Lake Nona’s Laureate Park started out with all the location advantages a new community could want. It’s minutes from Orlando International Airport and has direct access to a loop road around the metropolis.
But its biggest new advantage can be seen through some of the windows of the community’s brand-new model homes—the impressive towers of Medical City, six new medical and research facilities that will soon be the workplace of 4,000 new employees.
The new University of Central Florida College of Medicine, the Sanford-Burnham Medical Research Institute, Nemours Children’s Hospital, MD Anderson Cancer Center, the Orlando Veterans Affairs Medical Center, and the University of Florida Research and Academic Center at Lake Nona are in the process of opening next door on what was a cow pasture in 1996 when Tavistock Group bought the 7,000 acres in Southeast Orlando that it grew into Lake Nona.

Lake Nona was a success even before Medical City came to be. But Laureate Park, Lake Nona’s newest 2,700 lot community, planned specifically for Medical City employees, is becoming a blockbuster success story. By the end of April, 50 homes had been sold in the first stage of 350 lots. After the Christmas holidays the sales pace for the community jumped to close to 10 homes a month for its three builders.
It would have been easy for Tavistock Group to duplicate the success it has had with its other communities in the Lake Nona area, building the kinds of homes that most people expect to see in Florida.
But Tavistock wanted something fresh and different at Laureate Park, says Rob Adams, a Lake Nona vice president.
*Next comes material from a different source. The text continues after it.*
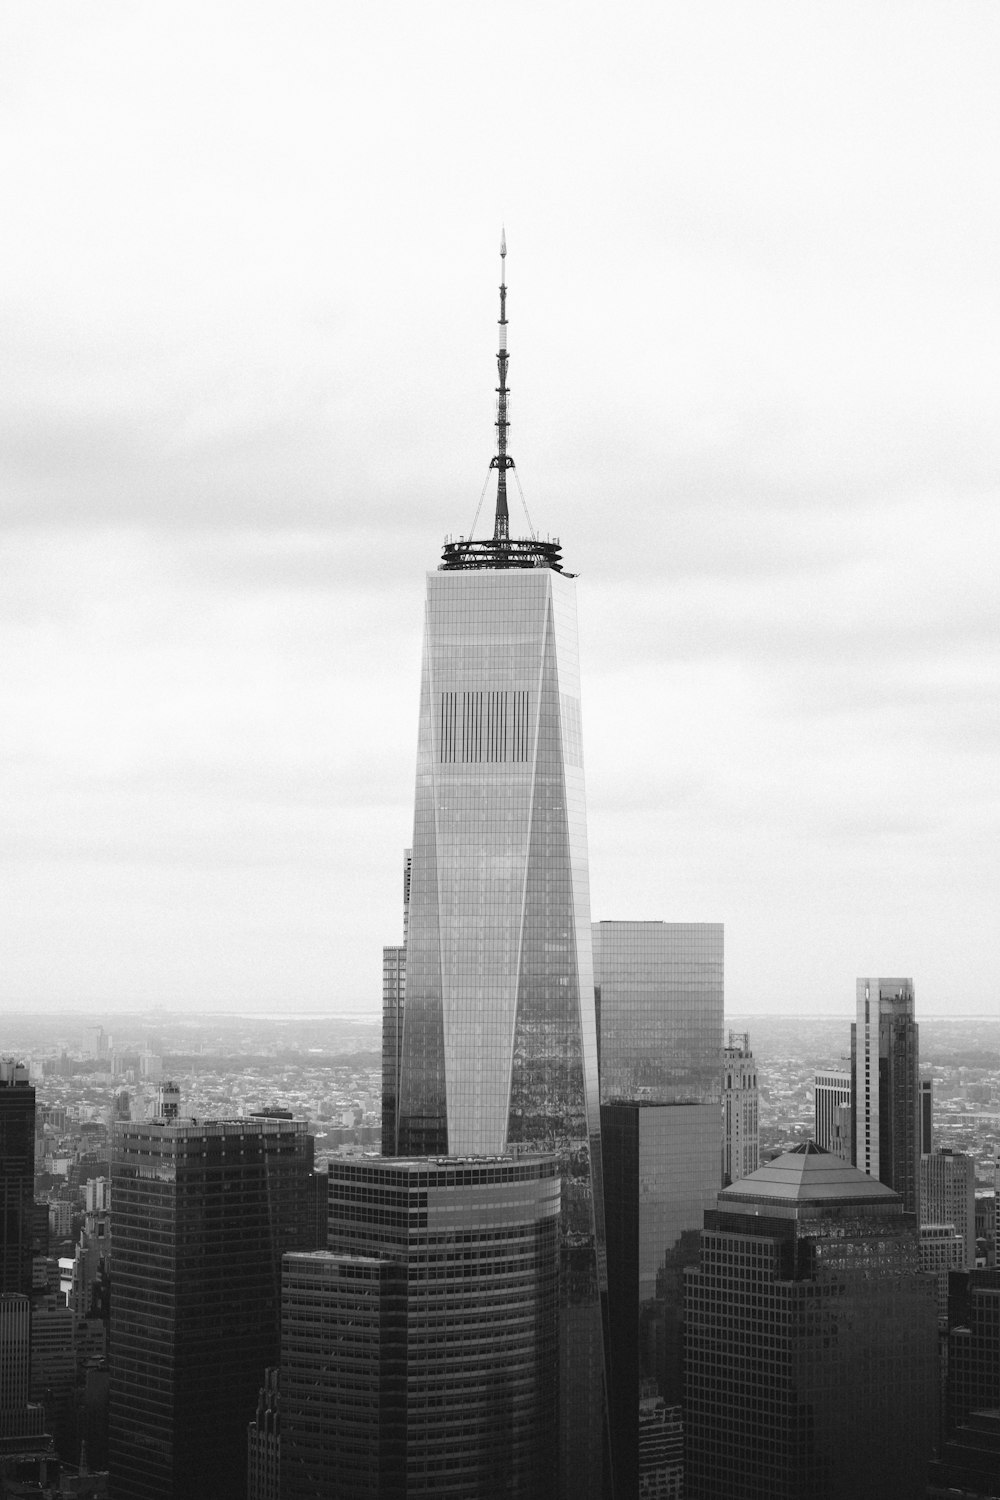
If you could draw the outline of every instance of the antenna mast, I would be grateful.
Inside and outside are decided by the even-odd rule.
[[[510,427],[510,418],[507,415],[507,235],[504,230],[500,231],[500,347],[497,350],[497,373],[500,376],[500,384],[497,392],[497,451],[490,459],[490,469],[497,471],[497,513],[493,523],[493,535],[476,541],[475,537],[459,537],[454,540],[446,538],[444,548],[441,552],[439,567],[444,572],[455,572],[470,568],[551,568],[553,573],[561,573],[562,549],[558,537],[542,541],[532,530],[531,521],[528,519],[525,509],[525,519],[528,519],[528,530],[530,536],[511,537],[510,515],[507,510],[507,470],[514,467],[514,460],[507,452],[507,431]],[[517,479],[517,475],[514,475]],[[489,484],[489,470],[486,474],[486,482],[483,485],[482,494],[479,497],[482,504],[483,496]],[[520,488],[520,484],[518,485]],[[522,500],[524,496],[522,495]],[[476,509],[476,519],[472,523],[472,529],[476,529],[476,521],[479,519],[479,510]],[[574,575],[568,573],[568,578]]]
[[[510,540],[510,515],[507,510],[507,470],[514,467],[514,460],[507,452],[507,234],[500,230],[500,347],[497,350],[497,451],[490,460],[490,468],[497,471],[497,514],[493,524],[493,540],[503,544]]]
While the community’s bones form a traditional neighborhood development—alley-loaded garages in the back, porches in the front, and community parks as focal points—the architectural flesh of the neighborhood is decidedly different. It’s traditional, but stripped down to give it a contemporary edge, and with a color palette devised by designer Robin Wilson that diverges from the beige homes that dominate most of Orlando’s landscape.
The most extreme color example so far is what has become known as The Big Red House, an Ashton Woods model on a prominent corner of the fledgling streetscape. The design is a nod to a Midwestern farmhouse. But its color is punched-up beyond barn red.
“Everybody loves Big Red,” says Mike Roche, Ashton Woods’ vice president of sales and marketing for the area. He says Ashton Woods gladly agreed to paint its model home a “wild card” color. “We like to push the envelope. It’s had rave reviews.”
Ashton Woods has been selling an average of five to six homes a month at Laureate Park with a mix of single-family homes such as Big Red, as well as duplex lofts, and, just recently, homes on estate lots.
All Laureate Park homes are certified green by a Masco program and are branded with GE Ecomagination. More unusual is that the entire neighborhood is wired with fiber optic cables that allow “unmatched” Internet connections 10 times faster than is typical, Adams says. Plus, the fiber optic cables help “future proof” the homes, he adds.
David Weekley Homes has also been selling well in the community, about four homes a month, “and we’ve yet to hit our stride,” says Ken McDonald, Weekley’s Orlando division president.
Sales for K. Hovnanian’s homes got off to a slower start as the builder took a little longer to get an on-site sales team in place. “But this is a long-term play,” says Scott South, Hovnanian’s Orlando division president. “This isn’t something you get anxious about. We will be up to speed shortly, and we’ll be out there for years.”